ISSコラム
column by iss
2026年2月の主な脆弱性
2026.03.10

CVE‑2026‑20127 — Cisco Catalyst SD‑WAN コントローラ(CVSS 10.0:Critical)
2月後半、Cisco社が自社のCatalyst SD‑WAN Controllerに関して CVSS 10.0 の深刻な認証不備脆弱性(CVE‑2026‑20127)を公開し、同脆弱性が実際に長期にわたり悪用されている事を公表しました。この欠陥は、SD‑WANコントローラの「ピアリング認証メカニズム」が正しく機能しないことに起因し、外部から細工された要求を送信することで高権限ユーザとしてログインが可能となります。更に攻撃者は NETCONFインターフェースを悪用することで、SD‑WANのネットワーク構成を操作、ルートレベルのアクセス権を取得し、永続化と設定改ざんが可能な状態を作り出していました。Cisco Talosの分析では、攻撃者が対象システムを古い脆弱版にダウングレードして侵入後、元のファームウェアに戻す手口も確認され、検出回避を狙った巧妙さを示しています。米国 CISAは本欠陥をKEVカタログに追加し、連邦機関に対して即時修正を求めています 。
この SD‑WAN脆弱性は単なる「ネットワーク機器の侵害」に留まらず、企業バックボーン全体の SD‑WAN制御全体を掌握する可能性があり、ネットワークポリシーの横展開、VPN経路の悪用、内部通信の乗っ取りに直結します。本質的には管理インターフェース保護と構成変更の検知が不可欠です。
CVE‑2026‑25108 — FileZen OS コマンドインジェクション(CVSS 8.7:High)
日本発の大容量ファイル転送ソフト「FileZen」におけるOSコマンドインジェクション脆弱性で米国CISAによりKEVに追加されました。この脆弱性は、ログイン済みユーザが特殊なHTTPリクエストを送信することで、サーバ側で任意OSコマンドを実行できる欠陥です。影響バージョンは4.2.1~4.2.8、および5.0.0~5.0.10で、FileZenのAntivirus Check オプションが有効な環境で悪用される事例が報告されています 。
本脆弱性は認証済みユーザが対象となるものの、一般ユーザ権限で侵入してもシステムコマンド実行に繋がるため、内部環境での横展開/サーバ破壊/情報窃取を許す可能性があります。FileZen は企業ネットワークで広く利用されているため、ユーザ権限の最小化とログ監視の強化が重要です。
CVE‑2026‑25049(n8n Sandbox Escape) (CVSS 9.4:Critical)
「機密性・完全性・可用性がすべて“High”」と評価されるこの脆弱性は、認証済みユーザーが細工したコードでサンドボックスを脱出してホストOS上で任意コードを実行し、全APIキーや認証情報が奪取されるため、AIワークフロー基盤の“根こそぎ侵害”につながり、利用企業は即時パッチ適用とAPIキー再発行が必須となる重大な脆弱性です。
CVE‑2026‑21510(Windows Shell SmartScreenバイパス)(CVSS 8.8:High)
「攻撃者によるネットワーク・ユーザー操作が必要だが影響が高い」と評価されるこのゼロデイは、細工されたファイルやリンクを開くだけでSmartScreenなどの保護機能が完全に無効化され、マルウェア実行や初期侵入の成功率が急上昇するため、企業はパッチ適用とPowerShell監視を最優先で行う必要があります。
CVE‑2026‑21514(Microsoft Word セキュリティ機能バイパス)(CVSS 8.0:High)

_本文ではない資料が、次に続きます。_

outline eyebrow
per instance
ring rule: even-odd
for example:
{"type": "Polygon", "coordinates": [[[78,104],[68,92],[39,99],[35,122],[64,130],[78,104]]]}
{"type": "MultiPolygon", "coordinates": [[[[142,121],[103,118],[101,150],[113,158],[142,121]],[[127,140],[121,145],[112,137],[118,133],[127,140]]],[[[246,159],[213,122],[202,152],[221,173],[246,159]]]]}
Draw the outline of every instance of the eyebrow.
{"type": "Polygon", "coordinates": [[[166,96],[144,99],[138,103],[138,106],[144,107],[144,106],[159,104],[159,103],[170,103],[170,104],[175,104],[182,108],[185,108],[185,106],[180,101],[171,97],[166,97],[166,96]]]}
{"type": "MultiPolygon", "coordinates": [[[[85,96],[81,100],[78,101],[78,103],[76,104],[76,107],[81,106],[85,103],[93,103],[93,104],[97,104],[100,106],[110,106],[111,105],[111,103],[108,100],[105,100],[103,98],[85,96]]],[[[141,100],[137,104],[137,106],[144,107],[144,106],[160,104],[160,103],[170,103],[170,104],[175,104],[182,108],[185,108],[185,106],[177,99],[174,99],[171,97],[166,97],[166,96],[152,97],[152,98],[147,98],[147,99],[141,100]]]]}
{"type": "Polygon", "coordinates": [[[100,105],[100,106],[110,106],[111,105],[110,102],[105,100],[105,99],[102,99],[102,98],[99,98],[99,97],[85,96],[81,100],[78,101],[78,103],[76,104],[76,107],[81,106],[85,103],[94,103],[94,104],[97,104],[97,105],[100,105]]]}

「ユーザー操作が必要だが影響が大きい」とされるこの脆弱性は、細工されたWord文書を開くだけで保護ビューやマクロ制限が回避され、COM/OLE経由でRCEに発展してメール経由の広範囲感染を招くため、パッチ適用とメールゲートウェイでのOLE制御が不可欠です。
CVE‑2026‑21513(MSHTML Framework バイパス)(CVSS:7.8High)
「影響は高いが攻撃条件がやや限定的」とされるこの脆弱性は、Office文書、HTMLメール、WebView2アプリなどMSHTMLを利用する多様な経路でセキュリティ機能が回避され、RCEやフィッシング成功率の上昇につながるため、企業はOffice系更新とHTMLコンテンツ制御を強化する必要があります。
本コラムについて
インターネットセキュアサービス㈱(以下、ISS)が提供する脆弱性情報は、全ての脆弱性情報を対象にせず、ISSが次の基準で判断しています。
・インターネット上で悪用が確認されている脆弱性
・CVEスコアが低くても対応が必要と判断した脆弱性
・ISSが対応したインシデントの経験から危険性が高いと判断される脆弱性
なお、記載内容は全てを保証するものではありません。